Here's a screenshot of my console session:

It seems like this blocking task is marked as "running" and it does not go away, no matter how long I wait. I wonder if this is an issue with tokio's reporting, or if a blocking task truly has not been reaped.

Here's another screenshot:

In this one, we have a number of blocking tasks that have not been reaped, two of which seem to never have been polled.

The text was updated successfully, but these errors were encountered:

hawkw · 2021-12-18T05:56:40Z

It's possible that this is just a console issue.
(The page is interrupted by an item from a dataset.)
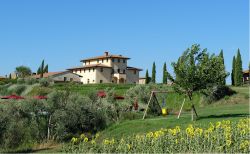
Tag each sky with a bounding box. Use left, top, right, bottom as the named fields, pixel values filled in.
left=0, top=0, right=249, bottom=83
What happens if you dramatically increase the value of the console-subscriber layer's maximum event buffer capacity? Do you still see apparently-dangling tasks?

asonix · 2021-12-18T16:07:56Z

It does seem like increasing the event buffer capacity is the solution here, thanks!
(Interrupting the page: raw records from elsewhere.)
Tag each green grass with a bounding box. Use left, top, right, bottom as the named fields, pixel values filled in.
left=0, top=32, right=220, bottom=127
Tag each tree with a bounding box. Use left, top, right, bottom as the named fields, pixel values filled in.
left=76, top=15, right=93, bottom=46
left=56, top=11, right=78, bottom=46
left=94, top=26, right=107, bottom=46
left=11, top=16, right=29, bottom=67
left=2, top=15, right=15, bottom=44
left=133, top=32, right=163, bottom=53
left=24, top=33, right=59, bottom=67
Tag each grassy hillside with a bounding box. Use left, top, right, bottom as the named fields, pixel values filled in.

hawkw · 2021-12-18T20:19:59Z

This should probably be a bug against the tokio-rs/console repository, rather than Tokio. I think what's happening here is that a bunch of tasks are being spawned, and they are eventually completing, but the event that records their completion is dropped because the console's event buffer is full. In that case, we never notice that the task has completed.

We might want to implement something where the console's aggregator task actively checks if task spans still exist, rather than just relying on a completion event. If we check for task existence and find that some task span is no longer active, but we missed the notification about its completion, we won't necessarily be able to record the correct time of completion, but we can at least remove it from the list of currently active tasks, so that we no longer show "ghost tasks" that should have completed.
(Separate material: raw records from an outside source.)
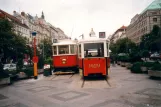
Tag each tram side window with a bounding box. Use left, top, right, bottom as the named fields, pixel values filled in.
left=58, top=45, right=69, bottom=54
left=84, top=43, right=104, bottom=57
left=106, top=43, right=109, bottom=56
left=53, top=46, right=57, bottom=55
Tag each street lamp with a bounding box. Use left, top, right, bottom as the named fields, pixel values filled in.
left=32, top=32, right=38, bottom=79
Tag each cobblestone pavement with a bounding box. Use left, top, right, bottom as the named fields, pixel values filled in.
left=0, top=66, right=161, bottom=107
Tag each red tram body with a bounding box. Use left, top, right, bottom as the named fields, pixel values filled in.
left=78, top=39, right=110, bottom=77
left=52, top=40, right=79, bottom=72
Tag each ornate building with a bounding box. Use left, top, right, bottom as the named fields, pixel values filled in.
left=110, top=26, right=127, bottom=43
left=126, top=0, right=161, bottom=44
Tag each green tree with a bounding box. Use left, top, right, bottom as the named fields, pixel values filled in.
left=110, top=38, right=137, bottom=54
left=39, top=39, right=52, bottom=59
left=0, top=19, right=32, bottom=63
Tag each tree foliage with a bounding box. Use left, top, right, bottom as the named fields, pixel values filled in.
left=110, top=38, right=137, bottom=54
left=0, top=19, right=31, bottom=63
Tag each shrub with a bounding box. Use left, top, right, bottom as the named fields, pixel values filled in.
left=131, top=62, right=142, bottom=73
left=45, top=57, right=52, bottom=65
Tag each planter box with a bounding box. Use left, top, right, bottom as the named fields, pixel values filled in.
left=141, top=67, right=148, bottom=72
left=148, top=70, right=161, bottom=77
left=43, top=69, right=51, bottom=76
left=126, top=63, right=132, bottom=69
left=0, top=77, right=11, bottom=85
left=17, top=72, right=28, bottom=79
left=120, top=62, right=126, bottom=67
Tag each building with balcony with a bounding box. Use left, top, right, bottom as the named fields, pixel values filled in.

It seems like a number of people using the console with real life applications are running into issues related to the console's event buffer being at capacity (e.g. #230, #234, etc). This commit bumps up the default capacity a bit as a quick fix. In the future, I think we should probably do things to avoid reaching the event buffer capacity as often --- I think we can change the aggregator/layer design a bit to avoid creating as many events. But, for now, this should hopefully give people a better default configuration.

hawkw · 2021-12-21T19:13:42Z

Working on a change (#238) that should hopefully fix this!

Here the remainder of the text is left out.